The yield on Dubai’s 6.45 percent sukuk maturing in 2022 gained nine basis points to 5.08 percent at 4 p.m. in the emirate.
Oman’s MSM 30 Index dropped the most since March 27 as the nation’s biggest bank, Bank Muscat SAOG, retreated 3.1 percent. Qatar National Bank SAQ, the largest lender in the Middle East, fell 0.9 percent, the third-biggest decliner by index points on the BGCC200 Index.
The “Fed’s plans to reduce the bond-buying program means lower equity fund flows to emerging markets,” said Santhosh Balakrishnan, Muscat-based equity analyst at United Securities LLC. Stocks are being affected “as foreign investors reallocate funds to safe havens,” he said.

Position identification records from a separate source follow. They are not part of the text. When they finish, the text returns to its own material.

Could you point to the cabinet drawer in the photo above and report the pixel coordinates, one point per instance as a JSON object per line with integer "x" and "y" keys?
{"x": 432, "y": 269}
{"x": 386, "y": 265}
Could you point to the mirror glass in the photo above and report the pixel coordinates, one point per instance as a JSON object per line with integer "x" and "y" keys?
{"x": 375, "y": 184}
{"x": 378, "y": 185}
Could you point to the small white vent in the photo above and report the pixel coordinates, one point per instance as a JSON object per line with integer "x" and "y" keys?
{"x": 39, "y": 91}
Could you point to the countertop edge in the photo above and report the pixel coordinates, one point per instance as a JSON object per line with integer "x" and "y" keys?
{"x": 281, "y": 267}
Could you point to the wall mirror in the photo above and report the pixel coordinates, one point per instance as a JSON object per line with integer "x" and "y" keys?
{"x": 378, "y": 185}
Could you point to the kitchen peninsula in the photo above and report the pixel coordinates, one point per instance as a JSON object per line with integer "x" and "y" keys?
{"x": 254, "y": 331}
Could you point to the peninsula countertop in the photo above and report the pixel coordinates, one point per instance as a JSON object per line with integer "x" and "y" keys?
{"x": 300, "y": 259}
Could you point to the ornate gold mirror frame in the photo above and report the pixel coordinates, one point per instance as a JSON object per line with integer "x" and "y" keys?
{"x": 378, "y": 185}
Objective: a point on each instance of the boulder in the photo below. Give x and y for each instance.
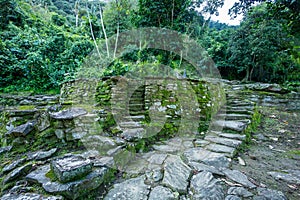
(68, 114)
(71, 167)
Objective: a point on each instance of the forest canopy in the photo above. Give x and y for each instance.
(44, 42)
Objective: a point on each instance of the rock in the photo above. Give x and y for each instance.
(205, 186)
(29, 196)
(41, 155)
(161, 193)
(20, 171)
(239, 177)
(288, 177)
(223, 141)
(232, 197)
(100, 143)
(43, 122)
(71, 190)
(104, 162)
(241, 161)
(198, 154)
(154, 176)
(239, 191)
(271, 194)
(157, 159)
(5, 149)
(232, 136)
(176, 174)
(68, 114)
(60, 134)
(232, 125)
(130, 189)
(71, 167)
(133, 134)
(13, 165)
(202, 167)
(220, 149)
(21, 130)
(266, 87)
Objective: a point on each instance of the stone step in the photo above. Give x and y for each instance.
(220, 149)
(235, 116)
(133, 134)
(230, 135)
(130, 124)
(231, 125)
(224, 141)
(135, 118)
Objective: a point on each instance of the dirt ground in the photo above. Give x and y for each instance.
(275, 147)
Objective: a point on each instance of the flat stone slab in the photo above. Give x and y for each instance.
(13, 165)
(199, 154)
(161, 193)
(238, 177)
(176, 174)
(239, 191)
(221, 149)
(71, 167)
(18, 172)
(224, 141)
(157, 159)
(205, 186)
(68, 114)
(133, 134)
(291, 176)
(130, 189)
(232, 136)
(202, 167)
(232, 125)
(41, 155)
(269, 194)
(21, 130)
(29, 196)
(5, 149)
(71, 190)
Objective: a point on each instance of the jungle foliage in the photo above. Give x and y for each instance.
(44, 42)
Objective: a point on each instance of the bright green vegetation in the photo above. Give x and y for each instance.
(43, 43)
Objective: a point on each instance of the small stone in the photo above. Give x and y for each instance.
(239, 191)
(29, 196)
(239, 177)
(288, 177)
(13, 165)
(68, 114)
(157, 159)
(130, 189)
(161, 193)
(176, 174)
(198, 154)
(271, 194)
(20, 171)
(41, 155)
(21, 130)
(71, 167)
(5, 149)
(205, 186)
(221, 149)
(202, 167)
(232, 197)
(241, 161)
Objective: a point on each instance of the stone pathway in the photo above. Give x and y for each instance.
(178, 168)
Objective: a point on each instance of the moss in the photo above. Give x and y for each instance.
(294, 152)
(26, 107)
(252, 127)
(51, 175)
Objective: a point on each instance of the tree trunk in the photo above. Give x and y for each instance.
(104, 31)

Elsewhere in the Middle East, Qatar’s QE Index decreased 1 percent and Abu Dhabi’s ADX General Index fell 0.9 percent. Egypt’s gauge fell for a second day.
Israel’s TA-25 Index lost 0.9 percent, set for the lowest close since May 13, while the yield on the nation’s benchmark 4.25 percent bonds maturing in 2023 advanced 10 basis points to 3.89 percent.